Topeka A proposal to vastly change the state's laws and penalties for driving under the influence is getting a chilly reception from many Kansas legislators, who complain that implementing all the reforms could cost the state up to $10 million.
But Sen. Tim Owens, who led a commission that recommended the changes, said he is confident at least some of the proposals will be saved.
After a two-year study, the Kansas DUI Commission recommended creating a statewide computer repository of driving under the influence cases. It also suggested better treatment programs for offenders, penalties for refusing to take a breath test and stiffer consequences for repeat offenders.
"I think we're going to do it," Owens, chairman of the Senate Judiciary Committee, told The Topeka Capital-Journal. "It's a huge public safety effort. That's one of the main governmental functions we have."
But Sen. John Vratil, a Republican from Leawood and vice president of the Senate, said the legislation was simply too costly at a time when the state faces a multi-million dollar budget deficit. He said without fixing the estimated costs, the bill is stalled.
The proposal to impose penalties for refusing to take a breath test is drawing the most criticism because of the increased workload for county courts and the need to house more inmates, Owens said.
A proposal for mandatory prison time for fourth-time offenders also would increase the inmate population at state prisons. Like all other state agencies, the Kansas Department of Correction is facing budget cuts.
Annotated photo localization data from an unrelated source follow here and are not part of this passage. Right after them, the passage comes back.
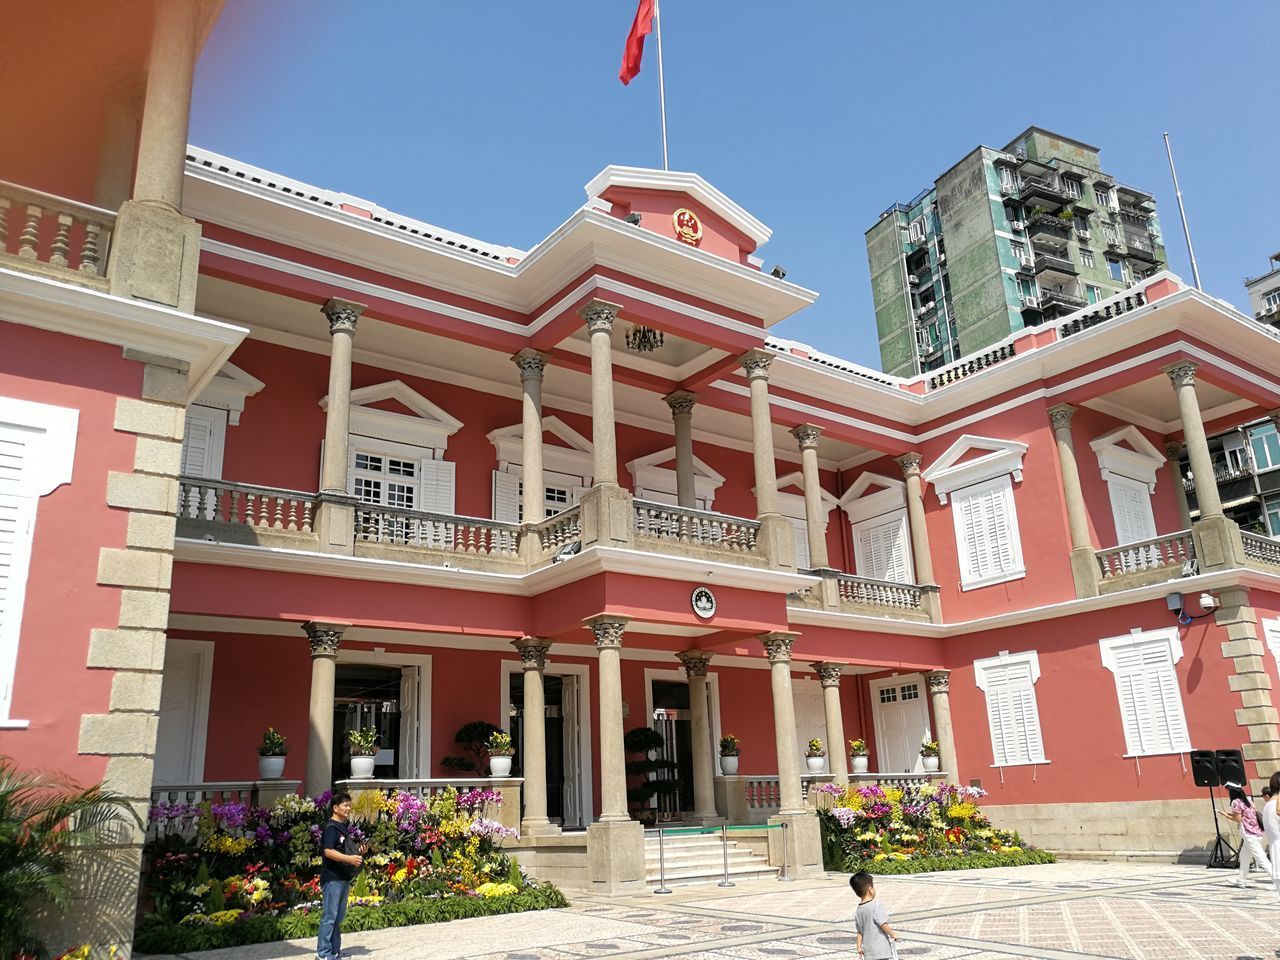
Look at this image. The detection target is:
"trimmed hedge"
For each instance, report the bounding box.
[845,849,1057,875]
[134,883,568,955]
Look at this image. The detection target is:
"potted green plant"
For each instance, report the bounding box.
[719,734,740,775]
[805,737,826,774]
[348,728,379,779]
[848,738,869,775]
[920,738,941,773]
[488,731,514,777]
[257,727,289,780]
[624,726,678,825]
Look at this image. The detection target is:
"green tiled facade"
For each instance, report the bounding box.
[865,127,1167,377]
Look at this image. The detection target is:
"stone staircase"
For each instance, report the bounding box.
[644,830,778,887]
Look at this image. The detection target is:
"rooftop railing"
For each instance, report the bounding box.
[0,180,114,284]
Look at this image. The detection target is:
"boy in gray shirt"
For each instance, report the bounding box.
[852,871,898,959]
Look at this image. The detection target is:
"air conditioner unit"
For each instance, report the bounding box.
[908,274,919,285]
[1021,296,1040,309]
[937,252,946,262]
[1010,220,1026,232]
[1077,229,1091,240]
[1019,256,1035,268]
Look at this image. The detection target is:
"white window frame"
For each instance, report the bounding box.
[1098,627,1192,758]
[1080,249,1095,269]
[973,650,1048,767]
[0,397,78,728]
[1107,257,1124,282]
[851,509,914,584]
[181,404,228,480]
[909,217,926,244]
[1063,177,1082,200]
[1086,284,1102,304]
[1266,289,1280,309]
[949,475,1026,590]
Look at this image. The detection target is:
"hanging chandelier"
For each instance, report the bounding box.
[624,324,664,353]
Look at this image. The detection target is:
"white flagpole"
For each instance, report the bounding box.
[654,0,670,170]
[1163,132,1202,291]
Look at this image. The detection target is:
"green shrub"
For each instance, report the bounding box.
[134,883,568,954]
[846,849,1057,875]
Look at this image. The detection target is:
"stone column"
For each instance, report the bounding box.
[513,349,548,525]
[742,351,795,570]
[106,0,202,311]
[512,638,558,836]
[762,632,805,815]
[813,663,849,785]
[898,453,941,621]
[1048,404,1100,598]
[1165,441,1193,529]
[677,650,719,824]
[588,616,630,822]
[581,301,622,487]
[925,671,959,785]
[1167,362,1244,569]
[792,424,830,570]
[94,83,140,210]
[316,299,366,553]
[303,621,348,798]
[664,390,698,508]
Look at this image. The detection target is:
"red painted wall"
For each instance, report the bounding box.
[0,322,142,786]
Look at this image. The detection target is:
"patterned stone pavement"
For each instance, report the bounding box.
[146,861,1280,960]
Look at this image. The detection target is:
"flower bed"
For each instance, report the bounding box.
[814,782,1055,874]
[136,787,564,954]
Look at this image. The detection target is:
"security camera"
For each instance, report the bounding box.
[1199,592,1218,611]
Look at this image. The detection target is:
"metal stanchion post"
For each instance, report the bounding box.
[654,827,672,894]
[718,823,736,887]
[778,821,794,882]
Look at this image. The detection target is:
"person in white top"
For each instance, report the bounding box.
[1223,782,1273,890]
[1262,773,1280,904]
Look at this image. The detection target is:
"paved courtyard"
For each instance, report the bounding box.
[146,861,1280,960]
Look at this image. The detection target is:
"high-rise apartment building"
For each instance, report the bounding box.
[866,127,1168,376]
[1245,252,1280,331]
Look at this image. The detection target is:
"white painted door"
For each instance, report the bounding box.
[154,640,212,785]
[870,676,931,773]
[561,675,583,828]
[792,677,827,766]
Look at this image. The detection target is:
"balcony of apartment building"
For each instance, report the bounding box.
[1018,171,1074,209]
[1032,250,1078,281]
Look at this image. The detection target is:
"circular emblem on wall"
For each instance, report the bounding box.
[691,586,717,619]
[673,207,703,246]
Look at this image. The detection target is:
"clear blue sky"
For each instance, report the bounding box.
[191,1,1276,370]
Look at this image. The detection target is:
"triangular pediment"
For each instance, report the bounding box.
[489,416,594,479]
[922,435,1028,504]
[196,361,265,425]
[321,380,462,449]
[773,471,840,508]
[629,446,725,504]
[838,472,907,522]
[1089,425,1166,491]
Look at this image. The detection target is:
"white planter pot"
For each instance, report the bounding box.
[851,755,869,774]
[922,755,940,773]
[349,755,376,779]
[258,755,286,780]
[719,755,739,775]
[489,755,513,778]
[805,756,826,774]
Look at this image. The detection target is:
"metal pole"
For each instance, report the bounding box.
[654,827,672,894]
[779,821,794,882]
[718,823,735,887]
[654,0,670,170]
[1163,132,1201,291]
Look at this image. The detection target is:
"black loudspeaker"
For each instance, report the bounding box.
[1215,749,1247,787]
[1190,750,1220,787]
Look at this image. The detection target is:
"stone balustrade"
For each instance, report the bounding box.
[789,571,936,622]
[533,504,582,561]
[354,503,520,558]
[632,498,762,558]
[1242,531,1280,569]
[0,180,114,285]
[178,478,315,536]
[1095,529,1194,589]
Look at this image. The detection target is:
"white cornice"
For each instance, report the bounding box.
[195,362,264,425]
[1089,425,1166,491]
[583,165,773,247]
[923,435,1029,504]
[0,268,247,399]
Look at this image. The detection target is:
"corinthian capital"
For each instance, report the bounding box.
[897,452,923,477]
[791,424,822,451]
[579,299,622,335]
[512,348,548,382]
[813,662,842,688]
[1165,361,1198,389]
[740,349,774,381]
[302,620,349,658]
[925,670,951,695]
[512,637,552,671]
[664,389,697,418]
[760,631,798,663]
[1047,403,1076,432]
[585,615,628,650]
[321,297,366,335]
[676,650,713,678]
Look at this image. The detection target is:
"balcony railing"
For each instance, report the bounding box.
[0,180,114,284]
[533,504,582,560]
[355,503,521,558]
[1039,289,1087,311]
[1096,530,1194,582]
[832,573,929,610]
[1057,288,1148,338]
[632,499,761,554]
[1033,252,1077,276]
[1182,461,1252,491]
[178,478,315,532]
[927,342,1017,389]
[1242,532,1280,568]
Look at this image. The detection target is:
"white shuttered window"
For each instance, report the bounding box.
[973,651,1046,766]
[951,475,1025,589]
[853,510,913,583]
[1107,474,1156,546]
[1099,628,1191,756]
[180,405,227,479]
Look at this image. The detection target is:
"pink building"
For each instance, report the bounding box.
[4,2,1280,949]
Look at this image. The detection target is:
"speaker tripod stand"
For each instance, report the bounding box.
[1206,784,1239,870]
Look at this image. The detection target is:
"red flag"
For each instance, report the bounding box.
[619,0,656,85]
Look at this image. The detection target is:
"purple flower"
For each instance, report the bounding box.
[255,823,273,842]
[832,807,858,828]
[457,789,502,811]
[210,801,249,830]
[313,791,333,810]
[309,824,322,840]
[468,818,518,841]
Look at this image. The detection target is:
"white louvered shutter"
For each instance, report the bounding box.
[855,514,912,583]
[1110,639,1190,755]
[953,477,1022,586]
[493,471,520,522]
[418,459,456,515]
[788,516,810,569]
[979,657,1046,766]
[1108,476,1156,546]
[180,406,226,479]
[0,423,39,718]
It has already closed three state prison facilities in the past two years.
Those two proposals which would cost an estimated $7 million annually, will be either dropped or significantly modified to slash the cost, Owens said.
The Overland Park Republican is adamant about saving the central repository, at an estimated cost of $3 million. The state's failure to track that information lets repeat offenders go free, or doesn't give the state the chance to impose the proper penalties, Owens said.
Owens also would like to keep a proposed unified evaluation and treatment system offering more help for people who have several DUIs.
"We need to fix the problem," Owens said. "We can get to the blame later."
The bill would require all first-time drunken driving offenders have an ignition-locking device in their vehicle to prevent the vehicle from operating if the driver tested positive for alcohol.
Owens said the Senate Judiciary Committee would propose a streamlined version of the bill within the next two weeks.